Create an incentive for getting up. Purchase a coffeepot with a timer so that you can set it like an alarm clock each night. If you aren’t into java, find something else to look forward to, even a favorite TV or radio show that might make the morning a little easier to face. Or what about that nice hot shower? Some quiet time to think and get yourself centered? Toast with strawberry jam?
Reframe “I have to” as “I chose to.” If you have a family or a job (or both), then I suspect that you have responsibilities that ultimately force you out from under the covers. But ask yourself, Is there a labor of love somewhere in the middle of all of those obligations—a greater choice that I made? Consider the quality time in the morning with your partner. The joy of getting the kids ready for the day.
Taking your dog for a walk. Greeting a coworker you enjoy being with. Knowing that the job you are going to, even if you don’t love it, is financially providing what you need in life. Focus less on the tasks and more on the purpose that drives you to get them done. Also, consider adding more purpose to your life. Maybe it’s time to do some volunteering that requires you to be there early.
Enlist a support team. Is there someone you can make a deal with to call you in the morning? Maybe a sponsor or a relative? There’s nothing like a few words of encouragement or some tough love to help start the day.
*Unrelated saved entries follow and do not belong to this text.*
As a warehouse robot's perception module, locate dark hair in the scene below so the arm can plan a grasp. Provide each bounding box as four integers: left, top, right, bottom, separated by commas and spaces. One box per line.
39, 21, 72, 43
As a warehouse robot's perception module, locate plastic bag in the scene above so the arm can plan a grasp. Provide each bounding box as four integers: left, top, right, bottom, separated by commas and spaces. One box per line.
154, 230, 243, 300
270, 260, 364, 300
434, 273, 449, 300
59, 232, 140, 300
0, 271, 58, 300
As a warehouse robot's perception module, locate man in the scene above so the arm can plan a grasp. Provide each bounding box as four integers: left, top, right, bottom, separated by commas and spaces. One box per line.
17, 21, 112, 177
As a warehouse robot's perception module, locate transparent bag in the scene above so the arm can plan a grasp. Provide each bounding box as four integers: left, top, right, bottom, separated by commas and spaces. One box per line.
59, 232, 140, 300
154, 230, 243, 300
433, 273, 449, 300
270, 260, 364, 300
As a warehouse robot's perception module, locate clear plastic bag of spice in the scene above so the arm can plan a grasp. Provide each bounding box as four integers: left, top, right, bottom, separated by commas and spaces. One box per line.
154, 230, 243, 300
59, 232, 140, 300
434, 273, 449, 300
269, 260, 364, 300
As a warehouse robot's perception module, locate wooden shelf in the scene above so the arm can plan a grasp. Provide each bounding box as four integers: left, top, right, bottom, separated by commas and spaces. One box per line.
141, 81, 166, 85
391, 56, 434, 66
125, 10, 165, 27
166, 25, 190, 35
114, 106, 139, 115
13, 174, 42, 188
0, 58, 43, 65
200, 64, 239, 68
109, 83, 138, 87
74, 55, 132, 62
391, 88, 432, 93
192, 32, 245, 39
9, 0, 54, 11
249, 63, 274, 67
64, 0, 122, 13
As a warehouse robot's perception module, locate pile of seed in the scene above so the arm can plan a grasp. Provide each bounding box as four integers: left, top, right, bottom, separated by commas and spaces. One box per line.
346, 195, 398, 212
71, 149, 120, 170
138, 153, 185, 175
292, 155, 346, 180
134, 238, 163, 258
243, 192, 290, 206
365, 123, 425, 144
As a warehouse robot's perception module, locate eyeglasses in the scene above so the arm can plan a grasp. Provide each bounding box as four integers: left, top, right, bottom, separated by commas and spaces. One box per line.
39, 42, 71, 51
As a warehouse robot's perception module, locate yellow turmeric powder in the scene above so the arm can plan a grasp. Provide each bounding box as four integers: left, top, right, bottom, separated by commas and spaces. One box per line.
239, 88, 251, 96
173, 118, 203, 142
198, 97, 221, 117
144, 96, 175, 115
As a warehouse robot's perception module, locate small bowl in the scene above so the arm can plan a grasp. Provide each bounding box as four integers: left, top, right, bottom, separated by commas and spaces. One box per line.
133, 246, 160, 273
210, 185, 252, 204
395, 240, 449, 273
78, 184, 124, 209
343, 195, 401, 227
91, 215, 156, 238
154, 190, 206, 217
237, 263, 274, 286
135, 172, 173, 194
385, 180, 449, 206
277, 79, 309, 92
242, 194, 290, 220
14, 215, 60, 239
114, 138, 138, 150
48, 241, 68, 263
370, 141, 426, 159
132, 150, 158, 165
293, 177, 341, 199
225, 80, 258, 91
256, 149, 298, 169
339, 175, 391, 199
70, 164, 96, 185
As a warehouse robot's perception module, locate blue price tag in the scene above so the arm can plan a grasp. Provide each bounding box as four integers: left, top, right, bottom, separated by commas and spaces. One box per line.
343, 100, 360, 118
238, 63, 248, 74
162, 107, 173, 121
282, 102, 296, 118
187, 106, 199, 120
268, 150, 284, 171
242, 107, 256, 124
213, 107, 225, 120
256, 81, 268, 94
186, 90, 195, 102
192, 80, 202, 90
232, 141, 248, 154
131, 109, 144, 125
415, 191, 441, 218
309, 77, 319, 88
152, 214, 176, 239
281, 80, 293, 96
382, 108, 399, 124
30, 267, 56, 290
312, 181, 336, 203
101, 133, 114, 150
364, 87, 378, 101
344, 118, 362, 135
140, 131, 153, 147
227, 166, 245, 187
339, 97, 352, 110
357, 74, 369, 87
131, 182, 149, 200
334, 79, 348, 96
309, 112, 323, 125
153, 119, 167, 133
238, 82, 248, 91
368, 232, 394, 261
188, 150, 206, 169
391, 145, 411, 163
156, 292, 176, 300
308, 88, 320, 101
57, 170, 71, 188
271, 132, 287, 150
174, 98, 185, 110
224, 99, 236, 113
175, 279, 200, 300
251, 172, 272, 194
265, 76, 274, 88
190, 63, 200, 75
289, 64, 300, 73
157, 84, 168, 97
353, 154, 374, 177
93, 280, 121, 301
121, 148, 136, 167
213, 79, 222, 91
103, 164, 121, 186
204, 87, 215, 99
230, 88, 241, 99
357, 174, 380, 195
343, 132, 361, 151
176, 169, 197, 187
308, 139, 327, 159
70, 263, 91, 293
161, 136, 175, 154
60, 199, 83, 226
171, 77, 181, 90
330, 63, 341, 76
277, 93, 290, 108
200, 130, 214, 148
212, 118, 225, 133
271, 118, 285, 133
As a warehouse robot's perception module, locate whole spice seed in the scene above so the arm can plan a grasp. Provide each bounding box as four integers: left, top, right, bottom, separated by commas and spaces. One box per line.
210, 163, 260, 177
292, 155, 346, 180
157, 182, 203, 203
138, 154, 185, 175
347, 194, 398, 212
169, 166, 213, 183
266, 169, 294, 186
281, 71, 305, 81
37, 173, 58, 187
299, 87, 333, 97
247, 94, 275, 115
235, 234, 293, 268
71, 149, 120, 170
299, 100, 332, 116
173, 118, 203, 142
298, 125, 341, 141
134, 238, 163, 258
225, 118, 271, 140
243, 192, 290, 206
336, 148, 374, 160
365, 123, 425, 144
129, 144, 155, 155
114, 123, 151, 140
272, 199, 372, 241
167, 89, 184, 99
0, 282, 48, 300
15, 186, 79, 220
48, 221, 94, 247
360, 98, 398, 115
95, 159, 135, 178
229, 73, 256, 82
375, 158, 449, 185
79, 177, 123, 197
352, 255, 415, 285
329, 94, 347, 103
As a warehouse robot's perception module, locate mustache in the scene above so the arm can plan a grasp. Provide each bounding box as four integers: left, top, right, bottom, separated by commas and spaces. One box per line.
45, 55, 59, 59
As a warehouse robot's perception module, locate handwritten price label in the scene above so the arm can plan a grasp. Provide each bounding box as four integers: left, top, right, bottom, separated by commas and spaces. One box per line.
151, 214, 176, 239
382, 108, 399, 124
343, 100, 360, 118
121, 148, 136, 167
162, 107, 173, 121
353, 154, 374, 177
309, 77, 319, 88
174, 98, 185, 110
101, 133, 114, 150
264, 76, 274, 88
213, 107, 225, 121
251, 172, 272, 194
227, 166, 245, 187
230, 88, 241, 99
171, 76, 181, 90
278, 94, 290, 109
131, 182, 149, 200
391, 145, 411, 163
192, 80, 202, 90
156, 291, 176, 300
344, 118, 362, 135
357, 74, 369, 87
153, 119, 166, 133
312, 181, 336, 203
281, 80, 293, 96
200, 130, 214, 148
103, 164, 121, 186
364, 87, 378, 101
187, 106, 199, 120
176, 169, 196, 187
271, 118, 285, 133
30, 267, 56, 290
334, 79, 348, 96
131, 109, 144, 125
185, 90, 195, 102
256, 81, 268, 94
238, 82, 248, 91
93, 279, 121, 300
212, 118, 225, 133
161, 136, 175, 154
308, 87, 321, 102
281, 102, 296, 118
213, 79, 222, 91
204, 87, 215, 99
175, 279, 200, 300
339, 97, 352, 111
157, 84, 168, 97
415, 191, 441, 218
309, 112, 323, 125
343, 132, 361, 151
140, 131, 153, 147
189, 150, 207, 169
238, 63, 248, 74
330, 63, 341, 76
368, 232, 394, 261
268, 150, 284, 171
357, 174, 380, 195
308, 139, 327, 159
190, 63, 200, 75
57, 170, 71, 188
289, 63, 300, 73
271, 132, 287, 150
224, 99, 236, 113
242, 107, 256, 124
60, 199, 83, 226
Plan ahead. Before you go to bed at night, make a list of what you want to accomplish the next day. One of the advantages of making a list is to be able to decide what you want to get done and what you can postpone. Keep it simple. Don’t forget to add something you enjoy to the list.
Fake it till you make it. Sometimes getting up in the morning is a rational decision, something that you choose to do because you have to. If you wait until you feel like getting up, you might just decide you don’t feel like it. Using a little tough love with yourself might help. And keep in mind that positive actions can create positive energy, so look at your getting-up routine as an opportunity to build some forward momentum into your life.
Get help if you’re still not feeling it. If you are suffering from anxiety or depression, getting up in the morning isn’t a matter of willpower. Not being able to get out of bed in the morning can literally be impossible due to a combination of emotional, cognitive, and physical symptoms that leave you feeling like you’re glued to the mattress. If this describes you, then it’s time to reach out to your health care team—let them know what’s going on.
This is your wake-up call. Don’t miss out on the opportunities that each day brings by hiding under the covers.